11.9.09

Fixing the Sidewalks


[Markings appeared on the sidewalks, little drips of paint. Apparently there was something wrong with this slab.]


A while back these little white arrows started appearing on the sidewalks in Northeast Minneapolis. Little arrows on the concrete, little dots of white paint appearing every once in a while as you walked down the block.

These kinds of markings often crop up on the streets, some sort of mysterious code, engineering graffiti, colorful kinds of signs turning the streets into a hierogryphic palimpsest. But you rarely, almost never, see these markings on the sidewalks. Sidewalks are for chalk and hopscotch...

Then, one morning I awoke to the loudest cacophony of jackhammers and diesel and truck-backing-up-beeping and the sidewalks were gone! They'd been sawed at and chopped up and hauled away and holes appeared. You could see the sandy beach beneath the streets, the dirt and tree roots that form the real foundation for our footsteps.

The workers worked quickly, digging up and pouring concrete. It only took them a day or two to finish the few blocks that I watched.

[The dirt underneath Minneapolis sidewalks.]


[Pouring the new sidewalks.]

I can't actually find the section in the Minneapolis City Code where they talk about how large a gap there can officially be between the paving blocks. Officially, I remember reading once that the city has to keep sidewalks level to a certain degree, and every once in a while they obviously go around measuring the cracks in concrerte, and then fixing them.

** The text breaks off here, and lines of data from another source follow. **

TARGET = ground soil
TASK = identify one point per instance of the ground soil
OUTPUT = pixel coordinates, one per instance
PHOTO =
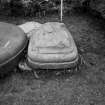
(86, 87)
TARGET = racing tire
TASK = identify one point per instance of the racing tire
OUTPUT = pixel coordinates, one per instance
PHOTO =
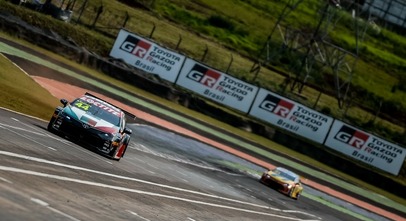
(49, 127)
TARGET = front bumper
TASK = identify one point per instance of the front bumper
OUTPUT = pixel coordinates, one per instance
(275, 184)
(84, 133)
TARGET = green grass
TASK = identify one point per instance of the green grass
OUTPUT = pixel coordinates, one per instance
(21, 93)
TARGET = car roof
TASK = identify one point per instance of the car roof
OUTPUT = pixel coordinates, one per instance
(287, 171)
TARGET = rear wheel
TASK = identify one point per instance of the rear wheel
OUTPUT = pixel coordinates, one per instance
(51, 122)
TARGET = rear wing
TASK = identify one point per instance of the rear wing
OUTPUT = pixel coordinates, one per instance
(132, 116)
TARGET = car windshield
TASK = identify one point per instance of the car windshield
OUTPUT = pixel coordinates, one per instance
(97, 111)
(285, 174)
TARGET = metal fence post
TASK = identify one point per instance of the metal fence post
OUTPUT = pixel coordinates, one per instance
(205, 53)
(152, 31)
(229, 65)
(127, 17)
(99, 11)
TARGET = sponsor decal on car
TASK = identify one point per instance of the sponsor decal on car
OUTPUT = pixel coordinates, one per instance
(102, 105)
(150, 55)
(219, 86)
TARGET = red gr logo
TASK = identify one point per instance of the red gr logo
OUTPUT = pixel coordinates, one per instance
(276, 106)
(203, 75)
(351, 137)
(135, 46)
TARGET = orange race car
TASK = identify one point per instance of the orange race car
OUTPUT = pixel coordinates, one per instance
(283, 180)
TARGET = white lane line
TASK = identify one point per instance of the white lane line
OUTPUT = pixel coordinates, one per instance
(46, 205)
(32, 127)
(10, 154)
(135, 214)
(35, 159)
(30, 139)
(22, 129)
(64, 141)
(6, 180)
(108, 186)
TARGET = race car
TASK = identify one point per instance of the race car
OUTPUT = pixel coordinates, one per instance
(283, 180)
(93, 122)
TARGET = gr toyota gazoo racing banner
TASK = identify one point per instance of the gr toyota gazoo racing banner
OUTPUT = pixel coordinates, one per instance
(217, 86)
(365, 147)
(291, 116)
(147, 56)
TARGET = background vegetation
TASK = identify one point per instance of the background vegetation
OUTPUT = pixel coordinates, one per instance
(229, 35)
(100, 36)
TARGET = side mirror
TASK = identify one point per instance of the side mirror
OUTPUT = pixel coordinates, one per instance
(127, 131)
(64, 102)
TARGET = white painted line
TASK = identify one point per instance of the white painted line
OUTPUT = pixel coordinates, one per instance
(10, 154)
(45, 204)
(23, 129)
(108, 186)
(6, 180)
(64, 141)
(135, 214)
(35, 159)
(184, 174)
(30, 139)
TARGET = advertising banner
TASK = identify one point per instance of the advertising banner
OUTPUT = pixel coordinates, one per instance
(366, 147)
(291, 116)
(217, 86)
(147, 56)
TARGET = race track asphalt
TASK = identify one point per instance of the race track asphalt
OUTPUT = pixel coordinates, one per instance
(212, 136)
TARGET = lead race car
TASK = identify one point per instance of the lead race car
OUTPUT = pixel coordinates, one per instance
(95, 123)
(283, 180)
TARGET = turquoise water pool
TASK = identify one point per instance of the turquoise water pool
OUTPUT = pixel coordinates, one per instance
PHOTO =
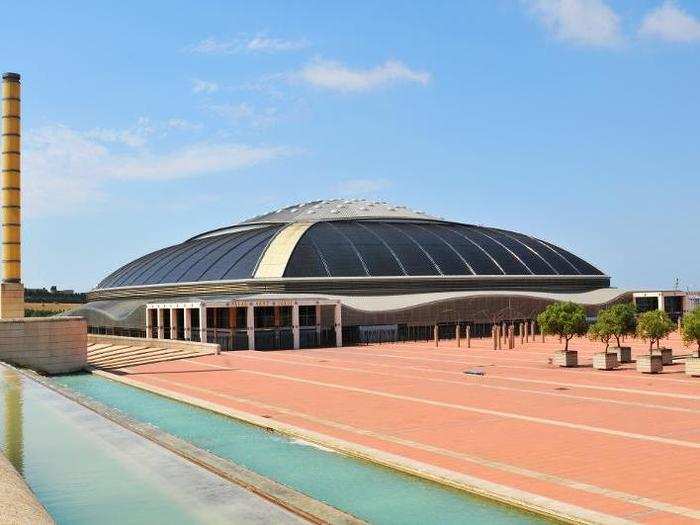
(370, 492)
(86, 470)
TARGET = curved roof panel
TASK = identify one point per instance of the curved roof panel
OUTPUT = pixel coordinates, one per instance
(348, 238)
(228, 256)
(395, 248)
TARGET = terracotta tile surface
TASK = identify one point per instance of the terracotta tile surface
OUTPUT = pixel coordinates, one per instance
(617, 442)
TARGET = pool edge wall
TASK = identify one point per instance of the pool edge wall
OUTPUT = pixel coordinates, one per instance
(49, 345)
(18, 504)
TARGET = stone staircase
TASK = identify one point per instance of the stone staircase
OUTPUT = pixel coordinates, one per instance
(111, 352)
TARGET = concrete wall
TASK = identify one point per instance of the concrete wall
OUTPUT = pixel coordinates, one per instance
(51, 345)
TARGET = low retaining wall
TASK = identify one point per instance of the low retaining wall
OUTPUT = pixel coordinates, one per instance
(212, 348)
(50, 345)
(18, 504)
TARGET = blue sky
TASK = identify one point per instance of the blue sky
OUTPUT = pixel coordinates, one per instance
(577, 121)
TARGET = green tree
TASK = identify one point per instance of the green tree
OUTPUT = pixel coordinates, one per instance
(654, 326)
(690, 328)
(601, 330)
(563, 319)
(618, 320)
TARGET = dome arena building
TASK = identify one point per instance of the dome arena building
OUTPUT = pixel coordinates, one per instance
(340, 271)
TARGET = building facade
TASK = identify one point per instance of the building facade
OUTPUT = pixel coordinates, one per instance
(319, 273)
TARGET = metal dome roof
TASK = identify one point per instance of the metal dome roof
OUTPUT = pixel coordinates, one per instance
(339, 209)
(349, 239)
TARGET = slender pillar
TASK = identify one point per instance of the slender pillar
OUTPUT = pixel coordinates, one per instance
(149, 323)
(338, 322)
(173, 323)
(11, 289)
(203, 323)
(318, 324)
(250, 326)
(161, 323)
(187, 324)
(295, 326)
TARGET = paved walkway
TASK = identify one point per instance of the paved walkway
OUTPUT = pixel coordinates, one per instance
(616, 442)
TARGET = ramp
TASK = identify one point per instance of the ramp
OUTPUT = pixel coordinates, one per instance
(111, 352)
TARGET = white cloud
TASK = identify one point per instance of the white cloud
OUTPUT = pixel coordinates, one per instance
(335, 76)
(204, 86)
(246, 44)
(134, 136)
(244, 112)
(582, 22)
(670, 23)
(66, 170)
(274, 45)
(180, 124)
(361, 187)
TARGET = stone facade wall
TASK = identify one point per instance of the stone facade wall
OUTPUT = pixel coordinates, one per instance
(50, 345)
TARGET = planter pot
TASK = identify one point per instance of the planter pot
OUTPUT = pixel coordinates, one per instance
(650, 364)
(692, 366)
(666, 355)
(623, 353)
(604, 361)
(566, 358)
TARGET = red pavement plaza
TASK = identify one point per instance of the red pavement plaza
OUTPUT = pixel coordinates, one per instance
(615, 442)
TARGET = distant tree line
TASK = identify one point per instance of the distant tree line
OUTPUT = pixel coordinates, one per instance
(53, 295)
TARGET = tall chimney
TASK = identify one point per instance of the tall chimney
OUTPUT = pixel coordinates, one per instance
(11, 289)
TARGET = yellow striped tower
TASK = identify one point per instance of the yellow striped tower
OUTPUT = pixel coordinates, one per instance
(11, 289)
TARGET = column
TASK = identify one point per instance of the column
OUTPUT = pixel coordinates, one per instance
(149, 323)
(187, 324)
(295, 326)
(250, 326)
(161, 326)
(173, 323)
(338, 325)
(203, 324)
(318, 324)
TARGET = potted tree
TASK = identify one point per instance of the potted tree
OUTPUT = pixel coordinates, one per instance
(622, 319)
(565, 320)
(603, 330)
(653, 326)
(690, 330)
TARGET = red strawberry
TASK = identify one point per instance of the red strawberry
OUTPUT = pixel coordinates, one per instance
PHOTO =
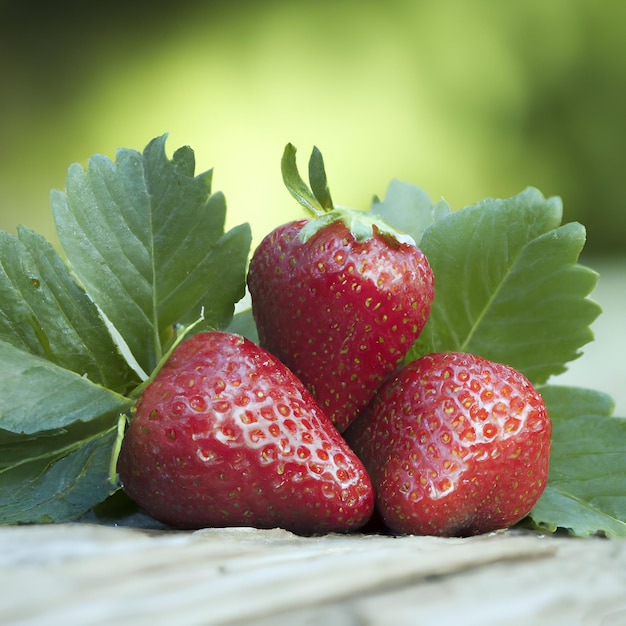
(226, 435)
(455, 445)
(339, 299)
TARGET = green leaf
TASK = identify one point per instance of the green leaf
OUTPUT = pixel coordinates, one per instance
(55, 477)
(146, 239)
(243, 324)
(565, 402)
(295, 185)
(409, 209)
(318, 180)
(508, 286)
(37, 395)
(586, 492)
(44, 312)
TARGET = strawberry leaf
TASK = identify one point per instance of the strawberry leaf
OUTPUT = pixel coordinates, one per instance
(505, 272)
(44, 312)
(567, 402)
(409, 209)
(55, 476)
(318, 180)
(36, 395)
(146, 239)
(585, 493)
(296, 185)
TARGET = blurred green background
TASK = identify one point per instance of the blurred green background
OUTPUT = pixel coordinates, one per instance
(465, 98)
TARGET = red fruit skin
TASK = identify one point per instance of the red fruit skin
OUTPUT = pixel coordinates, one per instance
(226, 435)
(339, 313)
(455, 445)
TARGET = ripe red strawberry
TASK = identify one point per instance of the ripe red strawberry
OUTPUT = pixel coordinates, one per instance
(339, 298)
(455, 445)
(226, 435)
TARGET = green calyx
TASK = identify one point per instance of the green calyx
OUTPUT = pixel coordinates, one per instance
(317, 201)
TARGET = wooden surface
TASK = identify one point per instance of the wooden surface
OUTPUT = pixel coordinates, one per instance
(86, 574)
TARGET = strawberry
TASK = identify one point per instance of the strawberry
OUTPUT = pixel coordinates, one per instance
(456, 445)
(339, 298)
(226, 435)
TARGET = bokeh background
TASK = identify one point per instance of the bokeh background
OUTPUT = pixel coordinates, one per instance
(465, 98)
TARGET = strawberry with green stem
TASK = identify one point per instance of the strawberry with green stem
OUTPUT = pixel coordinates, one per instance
(226, 435)
(455, 444)
(339, 297)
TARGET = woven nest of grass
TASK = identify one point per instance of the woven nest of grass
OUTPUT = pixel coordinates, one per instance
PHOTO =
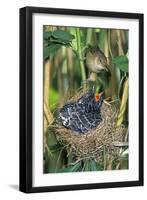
(91, 145)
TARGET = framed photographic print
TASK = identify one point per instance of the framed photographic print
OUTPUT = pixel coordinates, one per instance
(81, 99)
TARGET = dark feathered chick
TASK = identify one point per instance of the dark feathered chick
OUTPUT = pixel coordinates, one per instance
(82, 115)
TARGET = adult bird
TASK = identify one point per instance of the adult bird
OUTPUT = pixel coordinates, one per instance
(82, 115)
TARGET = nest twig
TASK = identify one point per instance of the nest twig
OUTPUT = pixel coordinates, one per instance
(92, 144)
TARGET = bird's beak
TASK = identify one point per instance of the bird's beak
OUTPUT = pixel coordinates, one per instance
(98, 96)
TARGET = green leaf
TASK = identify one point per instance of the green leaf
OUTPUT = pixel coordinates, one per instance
(56, 147)
(63, 35)
(91, 165)
(53, 98)
(121, 62)
(50, 50)
(47, 35)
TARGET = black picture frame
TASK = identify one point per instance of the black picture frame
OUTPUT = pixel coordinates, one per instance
(26, 99)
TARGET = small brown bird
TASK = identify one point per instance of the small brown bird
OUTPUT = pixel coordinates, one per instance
(96, 61)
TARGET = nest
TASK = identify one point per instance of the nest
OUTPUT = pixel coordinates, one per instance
(91, 145)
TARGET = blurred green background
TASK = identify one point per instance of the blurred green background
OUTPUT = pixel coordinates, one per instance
(64, 72)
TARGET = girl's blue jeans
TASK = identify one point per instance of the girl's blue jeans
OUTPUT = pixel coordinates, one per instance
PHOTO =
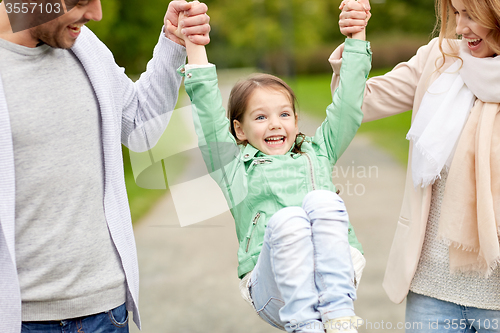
(428, 314)
(304, 275)
(112, 321)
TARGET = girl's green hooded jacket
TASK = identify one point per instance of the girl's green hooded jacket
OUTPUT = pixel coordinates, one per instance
(256, 185)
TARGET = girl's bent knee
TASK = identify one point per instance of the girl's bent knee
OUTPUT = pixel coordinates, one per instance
(285, 215)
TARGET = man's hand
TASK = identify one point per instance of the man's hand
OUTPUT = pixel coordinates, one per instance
(354, 16)
(195, 25)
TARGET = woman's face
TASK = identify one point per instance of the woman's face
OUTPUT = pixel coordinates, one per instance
(471, 31)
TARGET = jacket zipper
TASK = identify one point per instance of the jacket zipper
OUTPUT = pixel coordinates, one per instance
(254, 224)
(311, 170)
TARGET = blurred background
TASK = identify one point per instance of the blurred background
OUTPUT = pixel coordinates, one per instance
(285, 37)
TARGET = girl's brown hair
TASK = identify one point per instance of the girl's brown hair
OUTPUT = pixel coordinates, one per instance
(243, 90)
(485, 12)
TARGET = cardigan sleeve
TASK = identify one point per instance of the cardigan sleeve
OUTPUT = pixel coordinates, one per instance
(394, 92)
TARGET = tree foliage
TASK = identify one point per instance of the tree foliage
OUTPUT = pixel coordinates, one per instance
(271, 34)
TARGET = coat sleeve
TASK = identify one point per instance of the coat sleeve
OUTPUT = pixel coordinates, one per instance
(343, 116)
(394, 92)
(142, 108)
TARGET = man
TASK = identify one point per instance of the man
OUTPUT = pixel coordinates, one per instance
(68, 261)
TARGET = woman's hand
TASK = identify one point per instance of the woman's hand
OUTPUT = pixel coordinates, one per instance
(187, 19)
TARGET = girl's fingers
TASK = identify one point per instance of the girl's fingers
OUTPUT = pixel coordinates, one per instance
(199, 39)
(346, 31)
(198, 20)
(352, 23)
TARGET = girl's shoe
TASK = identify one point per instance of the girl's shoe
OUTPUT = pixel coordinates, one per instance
(343, 325)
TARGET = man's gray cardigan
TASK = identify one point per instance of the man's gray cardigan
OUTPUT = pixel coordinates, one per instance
(124, 107)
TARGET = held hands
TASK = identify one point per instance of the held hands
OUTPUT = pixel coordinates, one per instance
(354, 18)
(194, 24)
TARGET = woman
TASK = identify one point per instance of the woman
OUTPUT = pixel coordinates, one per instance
(445, 252)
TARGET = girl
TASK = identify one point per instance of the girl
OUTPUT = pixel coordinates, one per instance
(293, 230)
(445, 255)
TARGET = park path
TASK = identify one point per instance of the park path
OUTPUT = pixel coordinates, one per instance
(188, 280)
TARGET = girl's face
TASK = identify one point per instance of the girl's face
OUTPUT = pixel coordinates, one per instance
(471, 31)
(269, 123)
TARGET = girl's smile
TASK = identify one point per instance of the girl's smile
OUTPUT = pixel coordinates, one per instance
(269, 123)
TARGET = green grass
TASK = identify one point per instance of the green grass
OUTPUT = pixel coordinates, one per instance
(140, 199)
(313, 94)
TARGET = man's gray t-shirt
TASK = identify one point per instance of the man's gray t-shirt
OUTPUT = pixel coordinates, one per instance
(67, 264)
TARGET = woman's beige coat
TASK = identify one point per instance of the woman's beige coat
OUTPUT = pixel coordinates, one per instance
(398, 91)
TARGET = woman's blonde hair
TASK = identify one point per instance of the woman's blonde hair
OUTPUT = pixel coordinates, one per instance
(485, 12)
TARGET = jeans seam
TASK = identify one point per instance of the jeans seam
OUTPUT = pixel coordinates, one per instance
(115, 322)
(269, 318)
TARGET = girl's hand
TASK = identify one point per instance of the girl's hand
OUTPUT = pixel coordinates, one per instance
(194, 24)
(354, 16)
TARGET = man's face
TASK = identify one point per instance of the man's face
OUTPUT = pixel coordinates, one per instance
(63, 31)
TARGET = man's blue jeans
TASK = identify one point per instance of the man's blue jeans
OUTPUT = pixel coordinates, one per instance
(113, 321)
(304, 275)
(431, 315)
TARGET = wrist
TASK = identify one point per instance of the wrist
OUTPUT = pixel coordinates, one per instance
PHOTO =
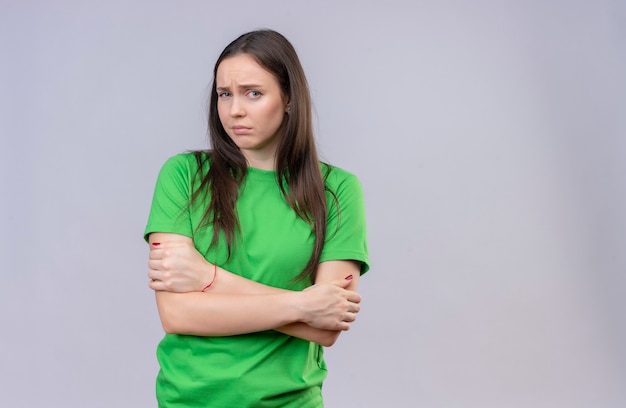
(208, 285)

I'm not sure what the assessment is, but I'm sure its expensive. Despite my concern for sidewalks, I don't actually care that much about what they actually look like. Whether or not a sidewalk is good or bad, or worth walking on, has little to do with what sort of material it is. The sidewalks of Prague are some of the best in the world, but their cobblestones are terrible for walking (or so I've heard). In my opinion, apart from disability access, there's little reason to go around spending fixing sidewalks may have risen 3/4 of an inch.

Anyway, It's interesting to see sidewalks being poured. I resisted the urge to place my hand or write my name in the wet concrete.